This week, I'm in the city where Tony Bennett left his heart and that was home to the inventor of the Chinese fortune cookie.It is also the city where the Apple iPad remains out of stock.
Written by Eileen Yu, Senior Contributing Editor

This week, I'm in the city where Tony Bennett left his heart and that was home to the inventor of the Chinese fortune cookie.

It is also the city where the Apple iPad remains out of stock. It's clear the company has done a pretty decent job introducing technology and products that a significant portion of the market desires.

But innovation is a funny thing. While companies like Apple may have found much success in staying ahead of the competition, the same cannot be said for others like Sun Microsystems.

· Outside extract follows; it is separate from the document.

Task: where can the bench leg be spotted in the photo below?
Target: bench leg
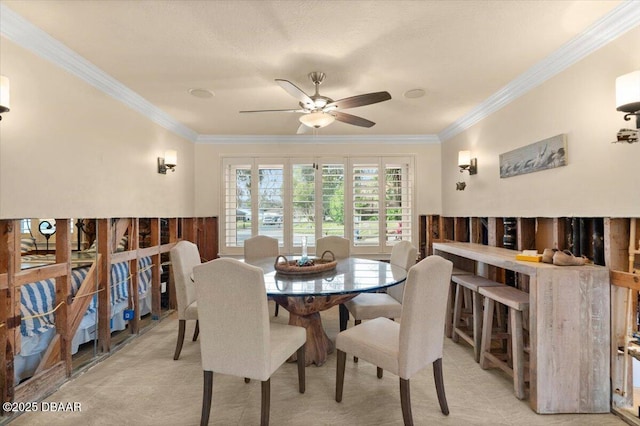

Virtualized computing is a hot topic at the conference I'm covering here, with delegates heralding an era when consumers will be able to access any data and run any app directly from a central server network, completely via the Web.

So regardless of the type of device we're carrying, where we are and the level of compute power our device can support, we'll have whatever resources needed to support critical work processes.

In other words, the network becomes our personal computer--accessible via the Web, or cloud. This is now touted as the next wave of computing.

That said, Sun had the same idea more than 20 years ago, and that never took off. So why now? The executives I spoke with believe Sun's innovation was way too early, and the market as well as the necessary supporting technology just weren't ready to carry through Sun's vision.

Innovation alone won't guarantee success; having the right innovation at the right time will. For some companies, though, it also helps if they have the necessary resources to wait it out.

Amazon.com, for instance, accumulated a whopping US$2.8 billion deficit in the seven years leading up to its first profitable quarter in 2002.

Founded in 1994, the online retailer emerged at a time when e-commerce was a rising buzzword. However, in the years that followed, security and privacy concerns held consumers back from shopping online and Internet adoption wasn't as pervasive as it is now.

But Amazon stuck it out, streamlined its costs and improved its technology over the years. Fortunately for the company, it took under a decade before online shopping finally caught on. Last year, it reported revenues totaling US$24.5 billion and a net income of US$902 million.

Unfortunately for Sun, it took over two decades before its vision of the network as the computer has now come full circle and over two decades too late for the company, which has since been acquired by Oracle.

It's unfortunate, but it is a reflection of market reality. Commercial success can't ride on innovation alone. It's also about hitting the market at the right time and ensuring your consumers are ready to embrace your innovation.

Kinda reminds me of the time I bought the right set of lottery numbers...for the day before the right draw.